Intergovernmental organisations and researchers point to agroecology as a pathway to preserve biodiversity, address climate change and achieve the sustainable development goals. Little is known about how young people become engaged in peasant agroecology. Literature shows that autonomy is decisive for young people to start farming. The thesis draws on Feminist and peasant studies literature, as well as discourse theory and the concept of affect to analyse and understand the relevance of relationality and resignification in young people’s engagement in peasant agroecology.

It uses film-based action research methods that visualise how young people build, maintain, and alter their relationships with peers, with family, and with nature and culture in popular education, and how they, through those relationships, co-produce a form of relational autonomy.
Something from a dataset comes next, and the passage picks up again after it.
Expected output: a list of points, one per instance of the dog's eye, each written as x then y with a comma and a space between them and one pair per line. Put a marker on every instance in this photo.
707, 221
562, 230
This relational autonomy is emancipatory because it enables young people to resignify peasant agroecology.

The notion of ‘Peasant’ becomes an inclusive category that is not tied to bodies, and that does political work by connecting diverse groups of peasants with multiple, interrelated identities in terms of age, gender, race, sexual orientation, beliefs and place, but with a similar way of farming with nature. To illustrate, they open up the peasant identity to youth who farm in urban areas or who farm part-time. They are continuously revising who is presented by this term and who is excluded.
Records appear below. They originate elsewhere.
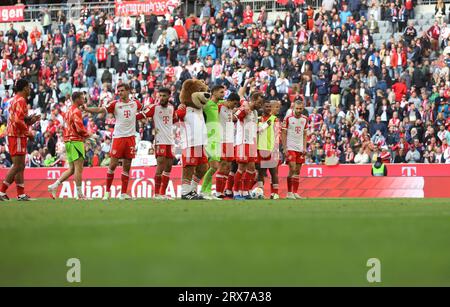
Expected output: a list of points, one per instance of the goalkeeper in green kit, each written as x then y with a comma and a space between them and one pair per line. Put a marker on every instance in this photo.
213, 149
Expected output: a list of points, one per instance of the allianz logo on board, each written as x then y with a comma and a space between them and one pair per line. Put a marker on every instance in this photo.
409, 171
315, 172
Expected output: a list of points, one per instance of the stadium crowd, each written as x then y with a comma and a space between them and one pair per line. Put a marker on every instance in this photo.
363, 101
The situated abilities to create this shared narrative and cultural-political base are developed in popular education. The self-organisations of youth create a discursive place to exchange knowledge, to develop skills and voice and to express their own ideas. Whereas in the past spirituality was seen as the mobilising force for youth to join youth organisations, today joy has also become an organising force.

The thesis also shows how social movement organizations deal with racism and sexism in agriculture by hiring Black youth, by including elements of Indigenous and Afro-Brazilian cultures in social movement activities, by arranging transportation to youth events and by ungendering agricultural and domestic work. Affective pedagogies and methods create emancipatory practices within a youth organisation, a workers’ union school and a family farming high school with a focus on agroecology.

An example of this is the pedagogy of alternation – frequently used in popular education on agroecology in Brazil – in which school time is alternated with time spent in the community. This social pedagogy shifts power in parent-child relationships because both are recognised as knowledge holders; this enhances dialogues at farms, which in turn are crucial for youth to continue with farming, and at the same time the assignments during the community time engages students and parents from conventional farms to participate in an agroecological transformation.